[jira] [Commented] (HDFS-347) DFS read performance suboptimal when client co-located on nodes with data

Nathan Roberts (JIRA) Wed, 30 Mar 2011 15:57:50 -0700

    [ 
https://issues.apache.org/jira/browse/HDFS-347?page=com.atlassian.jira.plugin.system.issuetabpanels:comment-tabpanel&focusedCommentId=13013719#comment-13013719
 ]


Nathan Roberts commented on HDFS-347:
-------------------------------------


We have been looking closely at the capability introduced in this Jira because 
the initial results look very promising. However, after looking deeper, I’m not 
convinced this is an approach that makes the most sense at this time. This Jira 
is all about getting the maximum performance when the blocks of a file are on 
the local node. Obviously performance of this use case is a critical piece of  
“move computation to data”.  However, if going through the datanode were to 
offer the same level of performance as going direct at the files, then this 
Jira wouldn’t even exist. So, I think it’s really important for us to 
understand the performance benefits of going direct and the real root causes of 
any performance differences between going direct and having the data flow 
through the datanode. Once that is well understood, then I think we could look 
at the value proposition of this change. We’ve tried to do some of this 
analysis and the results follow. Key word here is “some”. I feel we’ve gathered 
enough data to draw some valuable conclusions, but I don’t think it’s enough 
data to say this type of approach wouldn’t be worth pursuing down the road. 

For the impatient, the paragraphs below can be summarized with the following 
points:
+ Going through the datanode maintains architectural layering. All other things 
being equal, it would be best to avoid exposing the internal details of how the 
datanode maintains its data. Violations of this layering could paint us into a 
corner down the road and therefore should be avoided.
+ Benchmarked localhost sockets at 650MB/sec (write->read) and 
1.6GB/sec(sendfile->read). nc uses 1K buffers and this probably explains the 
low bandwidth observed as part of this jira. 
+ Measured maximum client ingest rate at 280MB/sec for sockets.

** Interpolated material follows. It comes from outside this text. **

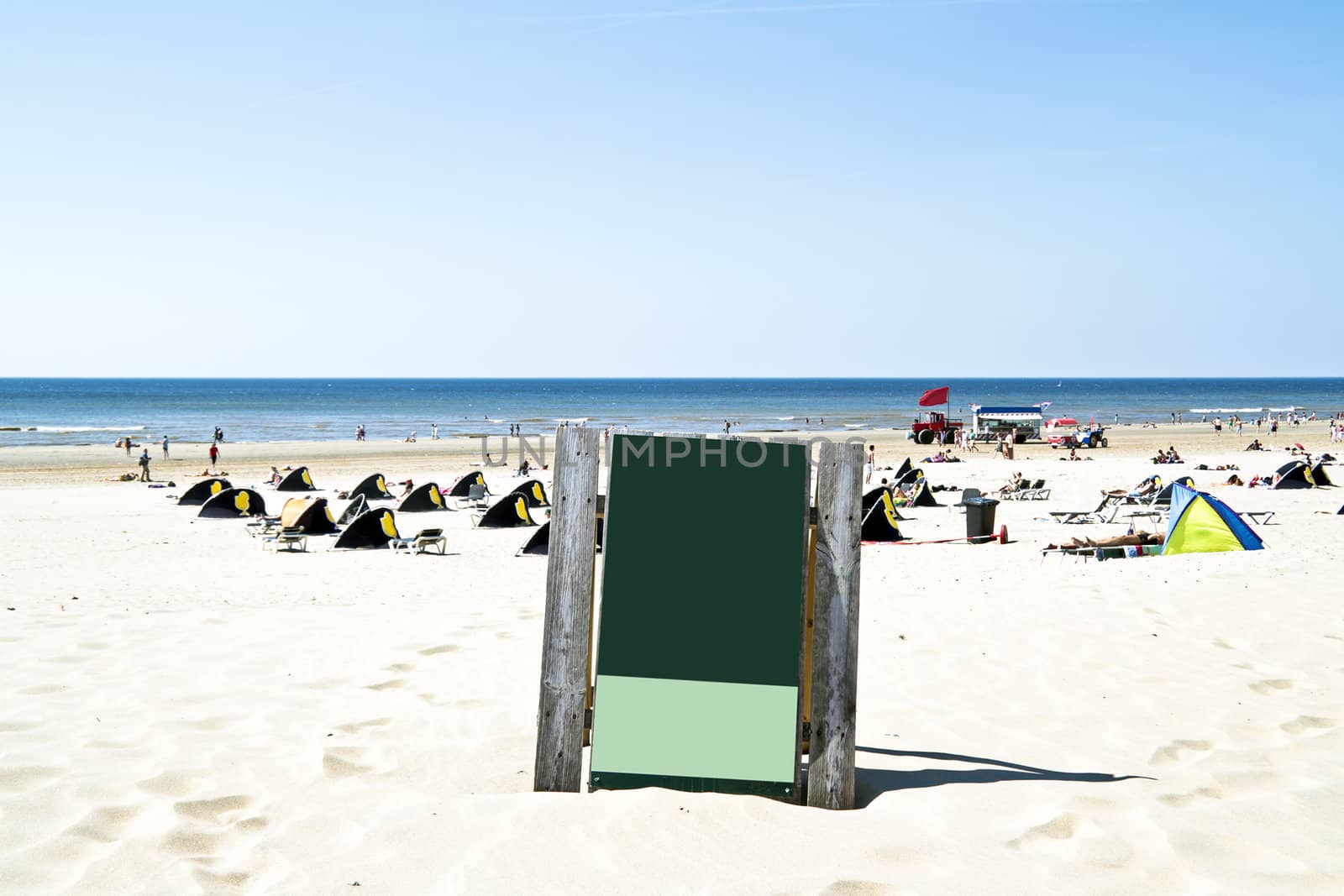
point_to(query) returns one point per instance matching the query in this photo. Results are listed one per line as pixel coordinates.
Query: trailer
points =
(1018, 422)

Checksum 
calculation seems to play a big part of this limit. 
+ Measured maximum datanode streaming output rate of 827MB/sec.  
+ Measured maximum datanode random read output rate of 221MB/sec (with 
hdfs-941). 
+ The maximum client ingest rate of 280MB/sec is significantly slower than the 
maximum datanode streaming output rate of 827MB/sec and only marginally faster 
than the maximum datanode random output rate of 221MB/sec. This seems to say 
that with the current bottlenecks, there isn’t a ton of performance to be 
gained from going direct, at least not for the simple test cases used here.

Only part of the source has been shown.